Keunikan karya yang dibuat oleh Tolhah tersebut mampu menjadi daya tarik bagi ahli hukum tatanegara saat ini untuk merujuknya. Jimly Asshiddiqie dan Mahfud merupakan tokoh atau ahli hukum tata negara kekinian yang sering merujuk karya Tolhah.

Pemikiran Tholhah dalam sistem ketatanegaraan ini, seolah-olah menjadi jembatan antara ilmu tatanegara sebelum prokalamasi dengan perkembangan ilmu tatanegara pasca proklamasi. Hal itu bisa terjadi karena karyanya lahir di tengah-tengah peralihan pemerintahan orde lama ke pemerintahan orde baru.

Soepomo dan Muhammad Yamin Ahli apa?

Tholhah bersama Ismail Suny (Fakultas Hukum Universitas Indonesia) merupakan generasi awal munculnya ahli hukum (murni) tatanegara di Indonesia semenjak proklamasi dikumandangkan. Sebelum Ismail Suny dan Tolhah, Indonesia belum pernah mempunyai sosok ahli hukum yang memang murni bergerak dalam hukum tatanegara. 

Bisa jadi gelar tersebut (ahli hukum tatanegara murni) dianggap berlebihan, karena sebelum era Tolhah dan Ismail Suny sudah ada orang-orang yang mempunyai peran (lebih daripada Tolhah dan Ismail Suny) dalam membangun sistem negara Indonesia, yakni Soepomo dan Muhammad Yamin.

Tidak bermaksud merendahkan Soepomo dan Muhammad Yamin, kedua punggawa ini merupakan ahli hukum tatanegara yang dilahirkan bukan dari rezim ilmu hukum tatanegara. Soepomo merupakan ahli hukum yang lahir dari rezim ilmu hukum adat. Soepomo ditasbihkan sebagai ahli hukum tatanegara, karena ada unsur “keterpaksaan”. Pada saat sidang Badan Penyelidik Usaha Persiapan Kemerdekaan (BPUPK), Soekarno tidak mempunyai ahli hukum lain yang mampu membuat draff Undang-Undang Dasar (UUD) kecuali Soepomo.
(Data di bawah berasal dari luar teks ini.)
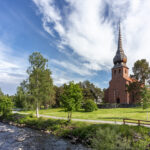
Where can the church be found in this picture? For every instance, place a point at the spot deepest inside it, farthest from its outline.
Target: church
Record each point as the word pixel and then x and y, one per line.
pixel 117 91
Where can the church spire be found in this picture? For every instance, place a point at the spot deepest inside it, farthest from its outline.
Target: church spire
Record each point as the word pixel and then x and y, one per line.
pixel 119 40
pixel 120 59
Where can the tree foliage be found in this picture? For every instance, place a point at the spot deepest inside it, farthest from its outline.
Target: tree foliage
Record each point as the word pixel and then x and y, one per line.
pixel 5 106
pixel 135 90
pixel 90 106
pixel 71 98
pixel 90 91
pixel 141 70
pixel 145 97
pixel 40 81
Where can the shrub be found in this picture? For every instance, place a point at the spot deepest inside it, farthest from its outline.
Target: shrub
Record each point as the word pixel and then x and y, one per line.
pixel 90 106
pixel 110 140
pixel 5 106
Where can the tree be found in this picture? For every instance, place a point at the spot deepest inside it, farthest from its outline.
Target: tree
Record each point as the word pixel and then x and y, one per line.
pixel 40 81
pixel 135 90
pixel 58 93
pixel 71 98
pixel 22 98
pixel 141 70
pixel 5 106
pixel 1 93
pixel 145 100
pixel 90 91
pixel 90 106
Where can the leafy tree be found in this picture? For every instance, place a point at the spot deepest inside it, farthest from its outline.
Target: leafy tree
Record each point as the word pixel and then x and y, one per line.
pixel 5 106
pixel 145 100
pixel 90 91
pixel 47 90
pixel 71 98
pixel 1 93
pixel 58 93
pixel 90 106
pixel 141 70
pixel 40 81
pixel 22 97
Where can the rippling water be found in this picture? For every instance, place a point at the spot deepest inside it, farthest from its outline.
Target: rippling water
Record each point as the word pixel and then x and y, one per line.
pixel 15 138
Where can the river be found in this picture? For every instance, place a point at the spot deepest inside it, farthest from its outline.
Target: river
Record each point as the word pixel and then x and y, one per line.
pixel 15 138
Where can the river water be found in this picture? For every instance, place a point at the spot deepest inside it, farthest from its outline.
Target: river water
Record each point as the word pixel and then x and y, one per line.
pixel 15 138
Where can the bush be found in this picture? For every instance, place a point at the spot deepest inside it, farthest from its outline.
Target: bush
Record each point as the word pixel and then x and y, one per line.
pixel 110 139
pixel 5 106
pixel 90 106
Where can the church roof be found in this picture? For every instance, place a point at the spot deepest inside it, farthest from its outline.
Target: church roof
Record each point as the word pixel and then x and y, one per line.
pixel 120 58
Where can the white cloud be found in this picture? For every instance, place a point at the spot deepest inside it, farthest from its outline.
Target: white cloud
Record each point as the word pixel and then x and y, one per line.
pixel 82 70
pixel 12 69
pixel 90 28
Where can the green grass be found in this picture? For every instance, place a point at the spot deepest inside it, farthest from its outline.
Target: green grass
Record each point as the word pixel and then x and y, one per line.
pixel 114 114
pixel 98 136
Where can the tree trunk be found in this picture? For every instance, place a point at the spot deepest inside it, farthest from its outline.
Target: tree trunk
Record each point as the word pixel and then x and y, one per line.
pixel 37 110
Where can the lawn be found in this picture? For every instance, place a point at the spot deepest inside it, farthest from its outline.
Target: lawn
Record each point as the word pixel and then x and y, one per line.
pixel 114 114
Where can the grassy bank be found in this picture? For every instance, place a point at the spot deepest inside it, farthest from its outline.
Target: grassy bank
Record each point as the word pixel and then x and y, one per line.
pixel 98 136
pixel 115 114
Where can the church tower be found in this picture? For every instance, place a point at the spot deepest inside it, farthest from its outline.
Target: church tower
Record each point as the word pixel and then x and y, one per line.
pixel 116 93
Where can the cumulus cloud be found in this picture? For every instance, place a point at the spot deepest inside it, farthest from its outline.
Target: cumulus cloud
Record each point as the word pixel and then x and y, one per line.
pixel 90 28
pixel 12 69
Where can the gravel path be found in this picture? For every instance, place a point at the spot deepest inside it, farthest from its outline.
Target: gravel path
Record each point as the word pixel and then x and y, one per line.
pixel 15 138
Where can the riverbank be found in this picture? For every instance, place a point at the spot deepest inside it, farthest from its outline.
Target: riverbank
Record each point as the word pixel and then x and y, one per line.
pixel 15 138
pixel 98 136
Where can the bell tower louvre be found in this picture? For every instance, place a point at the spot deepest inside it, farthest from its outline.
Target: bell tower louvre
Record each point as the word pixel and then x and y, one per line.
pixel 116 93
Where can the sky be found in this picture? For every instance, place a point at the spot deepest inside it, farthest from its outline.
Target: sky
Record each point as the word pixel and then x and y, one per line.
pixel 78 37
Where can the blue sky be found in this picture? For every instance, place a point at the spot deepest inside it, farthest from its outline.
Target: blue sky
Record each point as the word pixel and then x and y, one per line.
pixel 78 37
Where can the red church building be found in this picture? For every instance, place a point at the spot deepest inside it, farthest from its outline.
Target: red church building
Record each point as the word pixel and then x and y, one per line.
pixel 117 93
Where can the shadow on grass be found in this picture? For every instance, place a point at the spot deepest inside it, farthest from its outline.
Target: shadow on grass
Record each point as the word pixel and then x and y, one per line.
pixel 116 118
pixel 144 111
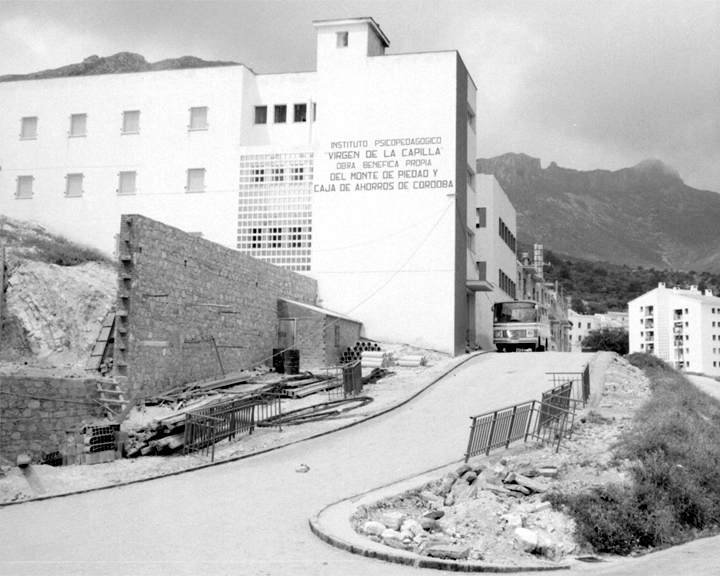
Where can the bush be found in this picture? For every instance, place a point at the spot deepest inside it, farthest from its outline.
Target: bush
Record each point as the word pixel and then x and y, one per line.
pixel 674 447
pixel 62 252
pixel 607 338
pixel 646 361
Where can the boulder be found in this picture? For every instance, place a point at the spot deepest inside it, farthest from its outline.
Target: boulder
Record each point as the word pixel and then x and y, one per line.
pixel 427 496
pixel 527 539
pixel 533 485
pixel 452 551
pixel 427 524
pixel 518 488
pixel 392 520
pixel 412 526
pixel 434 514
pixel 469 477
pixel 375 528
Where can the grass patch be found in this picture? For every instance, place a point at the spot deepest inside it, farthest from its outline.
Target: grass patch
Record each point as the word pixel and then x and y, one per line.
pixel 674 496
pixel 62 252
Demi percepatan, maka dengan isidental Soekarno menyuruh Soepomo untuk membuat UUD. Dari peristiwa ini jadilah nama Soepomo dikenang sebagai penata sistem ketatanegaraan Indonesia, sehingga banyak kalangan yang melabelinya sebagai ahli hukum tatanegara juga.

Sedangkan Muhammad Yamin mempunyai cerita lain. Tidak bisa dipungkiri peran Yamin dalam menata sistem pemerintahan republik Indonesia sangat terasa, terutama dalam hal merumuskan sistem unitaris di Pemerintahan Indonesia. Adanya pemerintahan pusat sampai dengan pemerintahan daerah tidak bisa dilepaskan dari usulannya. Meskipun demikian, sistem-sistem tersebut bukanlah murni dari dirinya sendiri.

Di dalam karyanya Yamin yang berjudul “Sapta Parwa”, dirinya lebih banyak menceritakan sistem pemerintahan kerajaan Majapahit dan Sriwijaya. Bagi Yamin, sistem pemerintahan kerajaan Majapahit dan Sriwijaya itu akan cocok diterapkan sebagai sistem pemerintahan. Jadi, pemikiran Yamin berisikan anjuran untuk meniru, meskipun ada beberapa inovasi yang telah dibuat oleh Yamin.  

Dari sinilah kemudian banyak orang yang menyebut Yamin sebagai ahli sejarah, bukan hanya itu saja, Yamin juga dijuluki sebagai ahli bahasa, karena peranannya dalam menata bahasa Indonesia. Kedua gelar ini mampu menyisihkan pemikiran ketatanegaraan yang dimiliki oleh Yamin.

Supaya tidak terkesan membandingkan pemikiran Tolhah dengan Soepomo dan Yamin maka, penulis memberikan gelar kepada Tolhah sebagai ahli hukum tatanegara pasca proklamasi. Sedangkan Soepomo dan Yamin merupakan tokoh hukum yang lahir sebelum Proklamasi.***

Penulis adalah Alumni Ponpes Al-Barokah, Penggaron Kidul, Semarang; Dosen Ilmu Hukum di Universitas Nahdlatul Ulama Indonesia, Jakarta.